As the standard progressed in its task to inventory the world’s characters, it became clear that the initial space was going to run out. To that effect, the second major version of Unicode allocated 16 more planes, each having 65,536 elements of their own. The total number of possible characters is 1,114,112 (17 × 65,536)
There are way fewer known characters in all of the world’s scripts and languages. From that point on, Unicode had plenty of room to grow.
The very first of the 17 planes is called the Basic Multilingual Plane (BMP) and contains characters that cover most of the written languages on Earth:
Addresses and names
Second, Unicode defined an addressing scheme. In previous character sets, there was an immediate equivalence between the character and the bytes you used for representing that character. In contrast to that approach, the Unicode character set only concerns itself with giving each character an address in the array (its U+
number) and a name.
The number and the name define what is called a code point. All code points are created equal — some have semantics but from an addressing standpoint, there is no fundamental difference between characters such as U+006B LATIN SMALL LETTER K
(k), symbols such as U+27A4 BLACK RIGHTWARDS ARROWHEAD
(➤) and emojis such as U+1F63B smiling cat face with heart-shaped eyes
(😻).
It’s in the Unicode mission statement:
Unicode provides a unique number for every character
Code points bonanza
Unicode defines over a hundred thousand code points that cover over a hundred scripts (a script is a writing system such as Arabic, Cyrillic, ancient Greek, Hebrew, Latin, etc…). Because there is so much room to grow, Unicode also defines characters that are used in music or in mathematics.

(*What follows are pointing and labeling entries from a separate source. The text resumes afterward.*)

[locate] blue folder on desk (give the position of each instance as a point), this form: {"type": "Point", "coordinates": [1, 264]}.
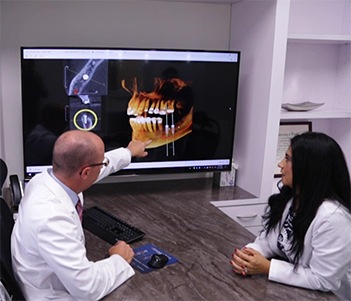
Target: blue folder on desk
{"type": "Point", "coordinates": [143, 255]}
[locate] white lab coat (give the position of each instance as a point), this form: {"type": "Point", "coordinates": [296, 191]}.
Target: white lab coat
{"type": "Point", "coordinates": [326, 261]}
{"type": "Point", "coordinates": [48, 244]}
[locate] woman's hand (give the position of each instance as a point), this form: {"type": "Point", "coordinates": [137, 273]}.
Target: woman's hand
{"type": "Point", "coordinates": [248, 261]}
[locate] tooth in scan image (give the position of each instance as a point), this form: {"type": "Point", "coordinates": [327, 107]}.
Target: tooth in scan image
{"type": "Point", "coordinates": [163, 115]}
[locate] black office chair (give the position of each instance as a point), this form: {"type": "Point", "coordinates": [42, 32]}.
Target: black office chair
{"type": "Point", "coordinates": [3, 174]}
{"type": "Point", "coordinates": [6, 274]}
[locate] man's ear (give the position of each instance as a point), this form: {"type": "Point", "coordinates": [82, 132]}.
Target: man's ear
{"type": "Point", "coordinates": [85, 172]}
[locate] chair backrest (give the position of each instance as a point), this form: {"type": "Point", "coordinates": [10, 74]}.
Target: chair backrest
{"type": "Point", "coordinates": [3, 173]}
{"type": "Point", "coordinates": [6, 273]}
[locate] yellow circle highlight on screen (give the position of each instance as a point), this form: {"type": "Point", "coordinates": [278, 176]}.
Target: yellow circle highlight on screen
{"type": "Point", "coordinates": [78, 113]}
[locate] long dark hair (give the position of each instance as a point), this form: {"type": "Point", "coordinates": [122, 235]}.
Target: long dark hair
{"type": "Point", "coordinates": [319, 172]}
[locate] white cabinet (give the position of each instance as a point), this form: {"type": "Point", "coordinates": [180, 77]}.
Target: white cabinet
{"type": "Point", "coordinates": [292, 51]}
{"type": "Point", "coordinates": [318, 67]}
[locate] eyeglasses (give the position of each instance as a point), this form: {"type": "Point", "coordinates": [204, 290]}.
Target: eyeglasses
{"type": "Point", "coordinates": [104, 163]}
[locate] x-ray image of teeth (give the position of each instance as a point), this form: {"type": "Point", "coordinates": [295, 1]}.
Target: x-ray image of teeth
{"type": "Point", "coordinates": [85, 81]}
{"type": "Point", "coordinates": [163, 115]}
{"type": "Point", "coordinates": [84, 78]}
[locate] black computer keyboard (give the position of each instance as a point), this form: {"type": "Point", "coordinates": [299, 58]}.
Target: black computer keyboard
{"type": "Point", "coordinates": [109, 227]}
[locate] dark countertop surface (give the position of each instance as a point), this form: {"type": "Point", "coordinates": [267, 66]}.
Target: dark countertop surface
{"type": "Point", "coordinates": [177, 216]}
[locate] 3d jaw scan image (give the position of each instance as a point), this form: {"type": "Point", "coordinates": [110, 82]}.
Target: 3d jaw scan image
{"type": "Point", "coordinates": [163, 115]}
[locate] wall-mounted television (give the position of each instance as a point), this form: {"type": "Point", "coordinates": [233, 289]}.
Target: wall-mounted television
{"type": "Point", "coordinates": [183, 100]}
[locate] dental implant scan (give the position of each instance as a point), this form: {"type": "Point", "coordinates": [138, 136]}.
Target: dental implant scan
{"type": "Point", "coordinates": [183, 100]}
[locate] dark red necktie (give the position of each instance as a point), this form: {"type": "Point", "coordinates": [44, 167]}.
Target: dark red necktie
{"type": "Point", "coordinates": [79, 208]}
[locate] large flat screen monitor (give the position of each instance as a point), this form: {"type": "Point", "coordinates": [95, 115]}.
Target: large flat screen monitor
{"type": "Point", "coordinates": [183, 100]}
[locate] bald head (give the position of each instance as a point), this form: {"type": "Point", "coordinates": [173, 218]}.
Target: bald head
{"type": "Point", "coordinates": [74, 150]}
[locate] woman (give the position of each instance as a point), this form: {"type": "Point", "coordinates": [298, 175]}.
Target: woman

Because there is so much space available, Unicode can afford to define code points that resemble one another but that have different semantics. U+03A3 GREEK CAPITAL LETTER SIGMA
(Σ) and U+1D6BA MATHEMATICAL BOLD CAPITAL SIGMA
(𝚺) are different code points even though the latter stems from the former.
Look-alike characters also get distinct code points: U+0430 CYRILLIC SMALL LETTER A
(а) is a different character than U+0061 LATIN SMALL LETTER A
(a). Same goes for U+03B2 GREEK SMALL LETTER BETA
(β) and U+00DF LATIN SMALL LETTER SHARP S
(ß). In other words, Unicode doesn’t concern itself with the shape of a character, it concerns itself with its formal definition and its function. And since there’s plenty of room, Unicode can be extremely specific to define all the variations of what might otherwise pass for the same character.
The minutiae can go quite far. An interesting example is that the Western latin script and its numbering system is fairly prevalent in the world, and it is common that other scripts (Arabic, Cyrillic, Hebrew, etc…) need to use latin characters in contexts where it mixed with local ones.
For mostly aesthetic reasons, the Japanese and Chinese languages have defined a different mode for writing those, where, in order to match the natural width of ideographs, the physical width of the glyph (the space taken by the character on the screen) is bigger than it normally would be.
Unicode defines those as separate code points from the original one they are based on. For instance, U+FF43 FULLWIDTH LATIN SMALL LETTER C
(c) is intrinsically the same as U+0063 LATIN SMALL LETTER C
(c) but it is defined separately from the standpoint of Unicode.
Conversely, there is a also a set of Katakana characters that are defined as “half-width” (e.g. U+FF76 HALFWIDTH KATAKANA LETTER KA
カ) compared to their natural full-width base (U+30AB KATAKANA LETTER KA
カ).
Versions
Lastly, Unicode took care of defining versions of its character set. As of this writing, the most recent version of Unicode is 13, and it defines 143,859 code points. Unlike other character sets, Unicode planned ahead to allow for the character set to grow and for these changes to roll-out in a way that is backwards-compatible.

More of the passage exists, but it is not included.